City employees told the protesters they have until 3 p.m. Friday to remove 52 tents from Kiener Plaza, dubbed “Freedom Square” by the protesters, and that police also plan to start enforcing the park’s regular 10 p.m. curfew. Occupy St. Louis responded with a news release headlined, “Hey Hey, Ho, Ho: The Occupiers Will Not Go!”

“I plan to be here at 10 p.m.,” Sasha Patino, one of the facilitators for Occupy St. Louis, said early Friday. “I do not expect excessive force, and we will not instigate anything ourselves.”

It wasn’t immediately clear if police would immediately move to disperse the camp at 3 p.m. or how officers intended to handle protesters who refuse to leave. Messages left with police and city officials were not immediately returned early Friday.

Demonstrators who have joined nationwide Occupy protests against what they corporate greed and economic inequality have at times had conflicts with police — most notably in Oakland, Calif., where two Iraq War veterans were hurt in separate clashes with officers — but there have been no reports of violence in St. Louis.

Only 10 arrests have been reported, all for curfew violations one night early in the encampment. Police have since allowed the protesters to remain camped despite their apparent violation of two city laws: the 10 p.m. park curfew and a prohibition of structures such as tents in parks.

Mayor Francis Slay wrote last week in his blog that the time has come for the St. Louis encampment to end, citing a rising number of complaints and the need to free up Kiener Plaza for other public use.

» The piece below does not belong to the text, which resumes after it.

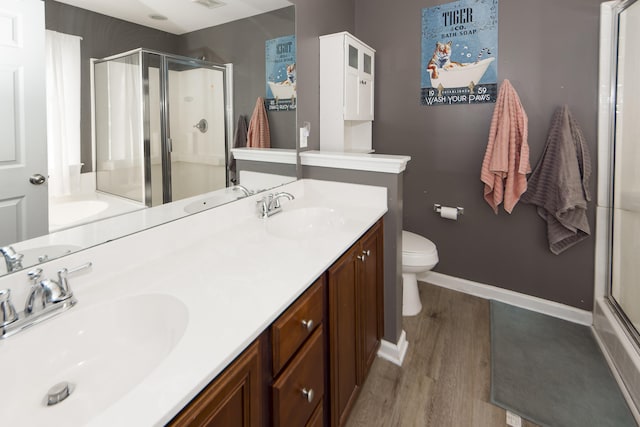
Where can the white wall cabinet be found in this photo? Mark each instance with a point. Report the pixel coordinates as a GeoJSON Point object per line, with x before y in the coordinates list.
{"type": "Point", "coordinates": [347, 70]}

City leaders met Tuesday with about four dozen protesters, ranging in age from their 20s to their 70s, a mix made up largely of college students, homeless people, military veterans and retirees. The meeting was mostly cordial with the two sides sharing ideas about possible alternatives and agreeing they wanted to avoid any violent confrontations.

Still, Slay’s chief of staff, Jeff Rainford, told the group that while protests are welcomed, the encampment needed to end “sooner rather than later.”

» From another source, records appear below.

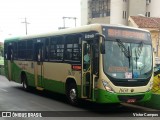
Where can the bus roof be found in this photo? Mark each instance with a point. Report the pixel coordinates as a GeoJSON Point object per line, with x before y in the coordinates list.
{"type": "Point", "coordinates": [85, 28]}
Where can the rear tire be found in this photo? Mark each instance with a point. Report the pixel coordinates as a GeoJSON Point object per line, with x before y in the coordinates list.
{"type": "Point", "coordinates": [72, 94]}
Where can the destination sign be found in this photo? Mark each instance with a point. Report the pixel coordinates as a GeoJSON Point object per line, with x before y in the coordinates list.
{"type": "Point", "coordinates": [126, 34]}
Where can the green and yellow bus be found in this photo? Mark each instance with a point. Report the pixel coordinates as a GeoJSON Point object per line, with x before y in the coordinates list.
{"type": "Point", "coordinates": [99, 63]}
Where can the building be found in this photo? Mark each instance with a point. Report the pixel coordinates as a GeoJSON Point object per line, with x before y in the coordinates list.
{"type": "Point", "coordinates": [153, 25]}
{"type": "Point", "coordinates": [117, 11]}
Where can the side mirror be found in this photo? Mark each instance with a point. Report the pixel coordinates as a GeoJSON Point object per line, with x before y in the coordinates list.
{"type": "Point", "coordinates": [102, 46]}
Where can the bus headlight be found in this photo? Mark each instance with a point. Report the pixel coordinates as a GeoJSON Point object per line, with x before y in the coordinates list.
{"type": "Point", "coordinates": [107, 86]}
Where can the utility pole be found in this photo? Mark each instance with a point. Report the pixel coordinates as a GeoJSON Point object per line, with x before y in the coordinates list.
{"type": "Point", "coordinates": [26, 23]}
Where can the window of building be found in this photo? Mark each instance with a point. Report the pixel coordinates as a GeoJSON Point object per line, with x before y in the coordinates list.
{"type": "Point", "coordinates": [56, 48]}
{"type": "Point", "coordinates": [100, 8]}
{"type": "Point", "coordinates": [29, 53]}
{"type": "Point", "coordinates": [73, 48]}
{"type": "Point", "coordinates": [148, 14]}
{"type": "Point", "coordinates": [22, 50]}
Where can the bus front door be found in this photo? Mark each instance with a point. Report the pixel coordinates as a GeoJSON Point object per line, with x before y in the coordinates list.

City leaders offered some compromises such as 24-hour access to sidewalks for protests near the park. Mary Ellen Ponder, a special assistant to Slay, suggested development of a “speaker’s corner” that would be available constantly for anyone, including protesters. And the city offered use of another downtown park, albeit one not quite so visible, though overnight camping would be prohibited there, too.

“I do not consider those to be acceptable alternatives,” said Patino, a 41-year-old accounting and business management student at the University of Missouri-St. Louis. He said the protesters planned a Friday evening meeting to consider what to do.

But the Occupy St. Louis new release suggested they prefer to stay at Kiener Plaza.

“The medium is the message and our medium is occupation,” the release said.